Outstanding Online Comic
Amazing Facts…and Beyond! with Leon Beyond by Dan Zettwoch and Kevin Huizenga
Black Is the Color by Julia Gfrorer
Lucky by Gabrielle Bell
Starslip by Kris Straub
SuperMutant Magic Academy by Jillian Tamaki


  1. Do we make a distinction between an imprint of a major publisher which produces quality graphic novels (Abrams ComicsArt) and a independent publisher of graphic novels distributed by a major publisher (Drawn & Quarterly, Fantagraphics)?

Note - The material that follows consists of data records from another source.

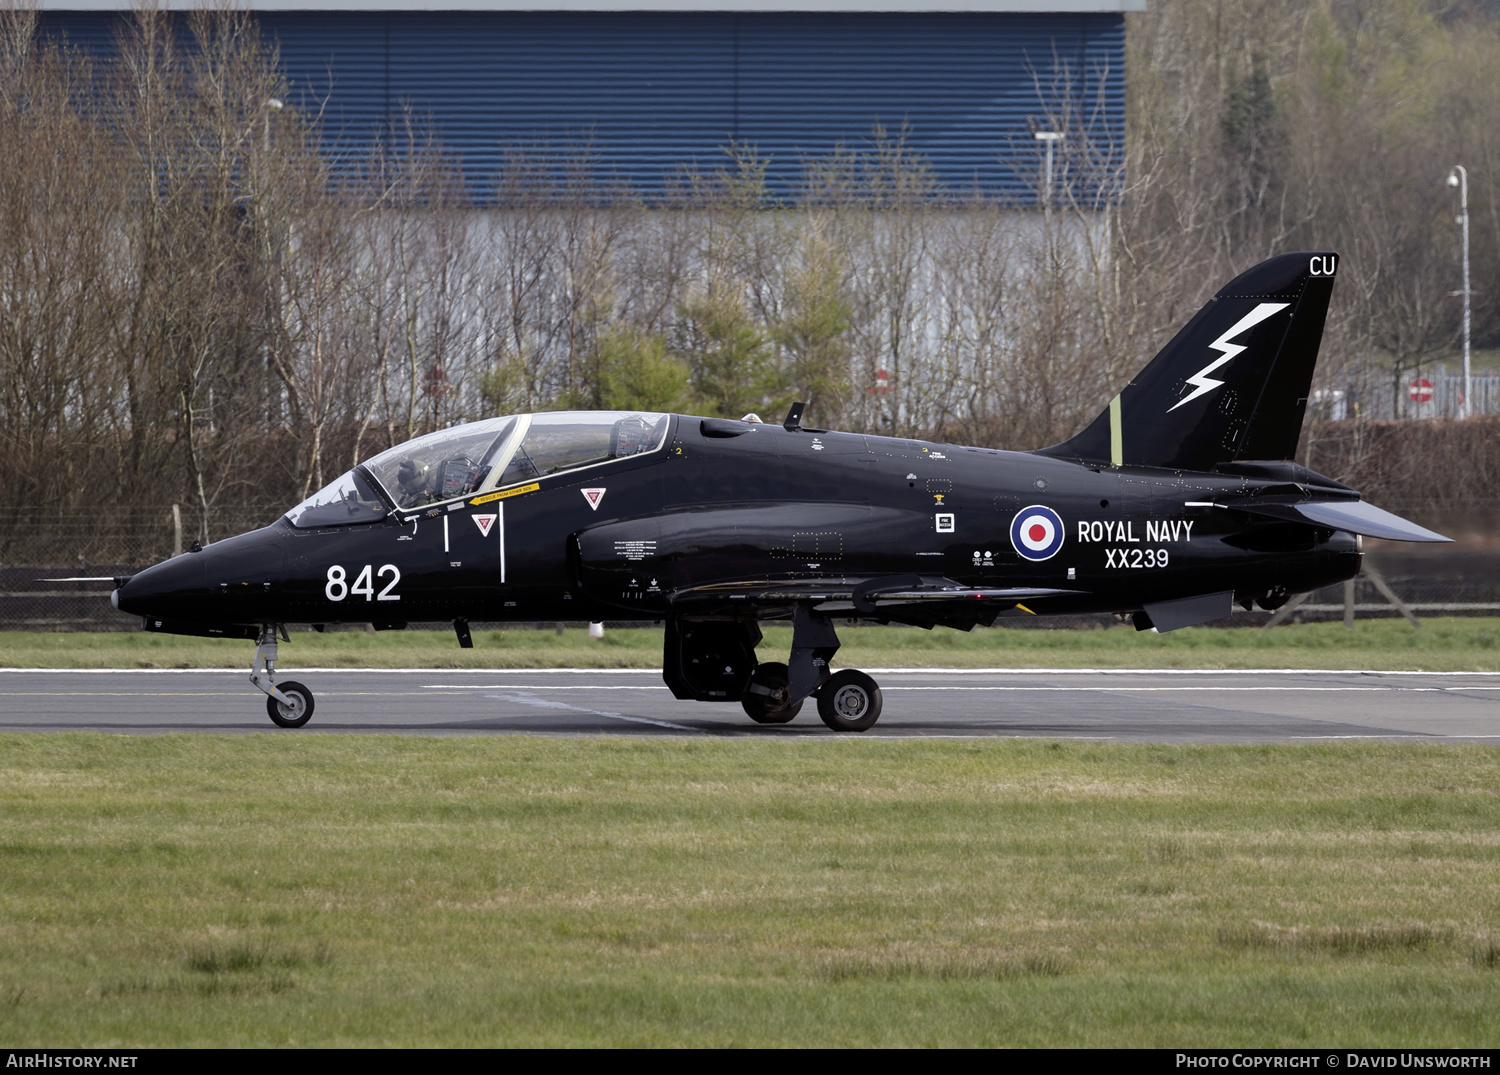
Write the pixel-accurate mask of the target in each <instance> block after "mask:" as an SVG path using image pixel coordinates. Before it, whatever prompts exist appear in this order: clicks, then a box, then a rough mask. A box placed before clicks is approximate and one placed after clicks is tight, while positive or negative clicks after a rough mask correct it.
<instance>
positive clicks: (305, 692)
mask: <svg viewBox="0 0 1500 1075" xmlns="http://www.w3.org/2000/svg"><path fill="white" fill-rule="evenodd" d="M281 693H282V694H285V696H287V700H285V702H282V700H281V699H278V697H272V696H267V697H266V712H267V714H270V717H272V721H273V723H275V724H276V726H278V727H302V726H303V724H306V723H308V721H309V720H312V691H309V690H308V688H306V687H303V685H302V684H299V682H297V681H294V679H288V681H287V682H284V684H282V685H281Z"/></svg>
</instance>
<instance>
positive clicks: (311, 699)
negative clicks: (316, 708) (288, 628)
mask: <svg viewBox="0 0 1500 1075" xmlns="http://www.w3.org/2000/svg"><path fill="white" fill-rule="evenodd" d="M278 636H279V637H281V640H282V642H291V639H290V637H287V628H285V627H282V625H281V624H263V625H261V636H260V639H257V645H255V663H254V664H252V666H251V682H252V684H255V688H257V690H261V691H266V712H267V714H269V715H270V718H272V723H275V724H278V726H279V727H302V726H303V724H306V723H308V721H309V720H312V691H309V690H308V688H306V687H303V685H302V684H299V682H296V681H294V679H288V681H285V682H284V684H282V685H281V687H278V685H276V639H278Z"/></svg>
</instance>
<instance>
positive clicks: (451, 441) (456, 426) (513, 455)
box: [287, 411, 669, 529]
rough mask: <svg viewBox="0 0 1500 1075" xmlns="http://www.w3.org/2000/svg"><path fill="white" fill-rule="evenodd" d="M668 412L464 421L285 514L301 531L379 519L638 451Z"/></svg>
mask: <svg viewBox="0 0 1500 1075" xmlns="http://www.w3.org/2000/svg"><path fill="white" fill-rule="evenodd" d="M667 424H669V415H666V414H652V412H646V411H553V412H546V414H508V415H505V417H502V418H486V420H484V421H471V423H468V424H465V426H453V427H452V429H444V430H440V432H437V433H428V435H426V436H419V438H417V439H414V441H407V442H405V444H398V445H396V447H395V448H390V450H387V451H383V453H380V454H378V456H375V457H374V459H368V460H365V462H363V463H362V465H359V466H356V468H354V469H353V471H350V472H348V474H345V475H342V477H341V478H339V480H338V481H332V483H330V484H327V486H326V487H323V489H320V490H318V492H317V493H314V495H312V496H309V498H308V499H306V501H303V502H302V504H299V505H297V507H294V508H293V510H291V511H288V513H287V519H288V522H291V525H293V526H297V528H302V529H312V528H321V526H345V525H351V523H369V522H378V520H380V519H384V517H386V514H387V513H389V511H393V510H398V508H399V510H411V508H420V507H426V505H429V504H441V502H444V501H452V499H458V498H460V496H469V495H472V493H483V492H489V490H492V489H505V487H507V486H517V484H523V483H526V481H535V480H538V478H546V477H549V475H552V474H562V472H565V471H580V469H585V468H588V466H601V465H604V463H610V462H613V460H616V459H627V457H630V456H642V454H645V453H649V451H655V450H658V448H660V447H661V445H663V444H664V442H666V430H667Z"/></svg>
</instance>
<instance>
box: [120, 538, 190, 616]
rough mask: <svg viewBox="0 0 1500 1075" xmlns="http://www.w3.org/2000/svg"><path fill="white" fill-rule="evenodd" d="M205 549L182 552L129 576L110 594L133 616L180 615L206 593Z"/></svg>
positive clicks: (124, 610) (122, 609)
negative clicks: (203, 551)
mask: <svg viewBox="0 0 1500 1075" xmlns="http://www.w3.org/2000/svg"><path fill="white" fill-rule="evenodd" d="M204 561H205V556H204V553H195V552H189V553H183V555H181V556H172V558H171V559H168V561H162V562H160V564H156V565H154V567H148V568H145V570H144V571H141V573H138V574H135V576H132V577H130V579H127V580H126V583H124V585H123V586H120V588H118V589H115V591H114V595H113V597H111V598H110V600H111V603H113V604H114V607H115V609H118V610H120V612H127V613H130V615H133V616H168V618H181V616H183V610H184V609H186V607H190V606H195V604H201V603H202V601H204V598H207V597H208V580H207V576H205V574H204Z"/></svg>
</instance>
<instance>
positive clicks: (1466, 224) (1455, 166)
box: [1448, 165, 1473, 418]
mask: <svg viewBox="0 0 1500 1075" xmlns="http://www.w3.org/2000/svg"><path fill="white" fill-rule="evenodd" d="M1448 186H1457V187H1458V208H1460V214H1458V220H1457V223H1458V225H1460V226H1461V228H1463V229H1464V289H1463V291H1460V292H1455V294H1460V295H1463V297H1464V406H1463V408H1461V409H1460V412H1458V417H1460V418H1467V417H1469V408H1470V406H1472V403H1470V400H1472V399H1473V394H1472V390H1473V382H1472V381H1470V376H1469V172H1467V171H1464V166H1463V165H1454V171H1451V172H1449V174H1448Z"/></svg>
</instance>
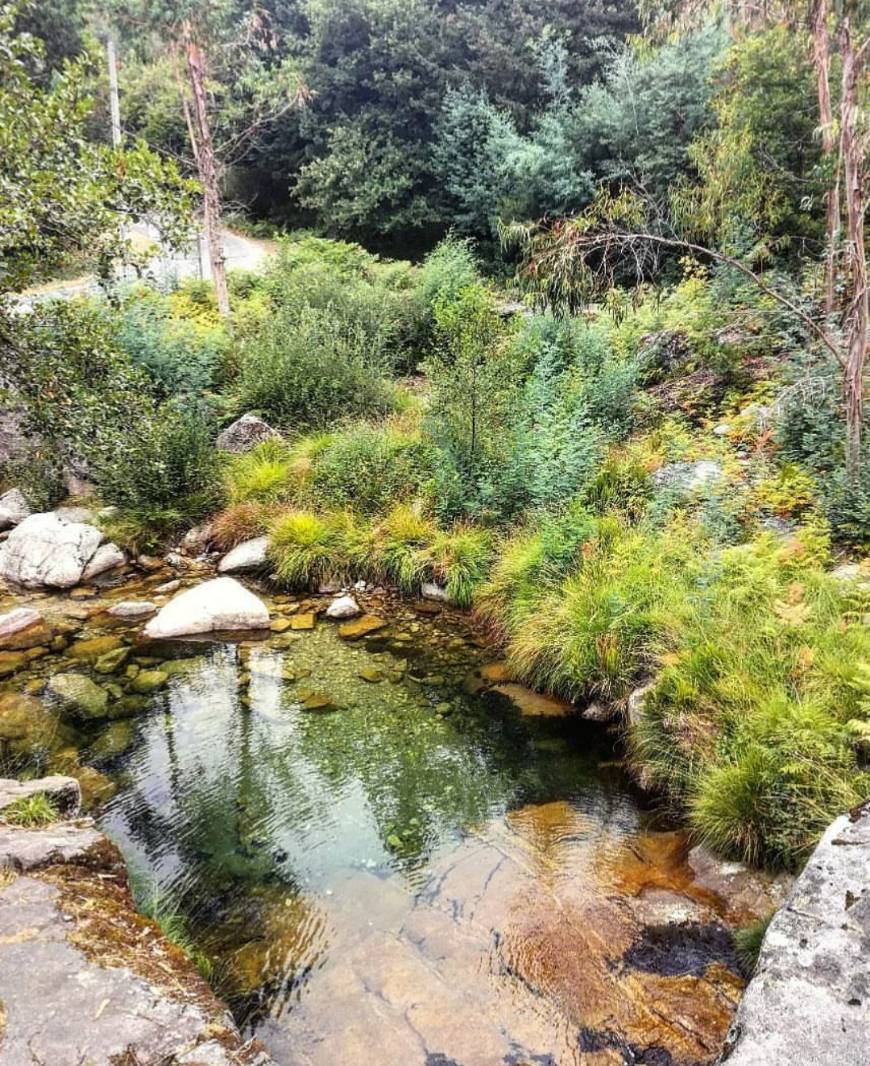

    There’s nothing in the Ignatz guidelines which states that the Ignatz Awards are connected to the spirit of the Small Press Expo. Section III does define each award, but any publisher could submit work. True, the jurors do select the best works, and tend to favor small press work, but if an issue of Super Amazing Wonder Guy completely reworks the superhero genre, and the techniques of storytelling, it could qualify. (I’m picturing the comics equivalent of “Twelve Angry Men”…)

    Has there been a drift towards larger publishers in the history of the Ignatz?

    What’s most interesting to me:

    Hmmm… how soon we see a table from the Association of American University Presses at conventions, selling the odd title from a variety of university presses? Or tables from an university publisher with a dedicated graphic novel list, such as the University Press of Mississippi?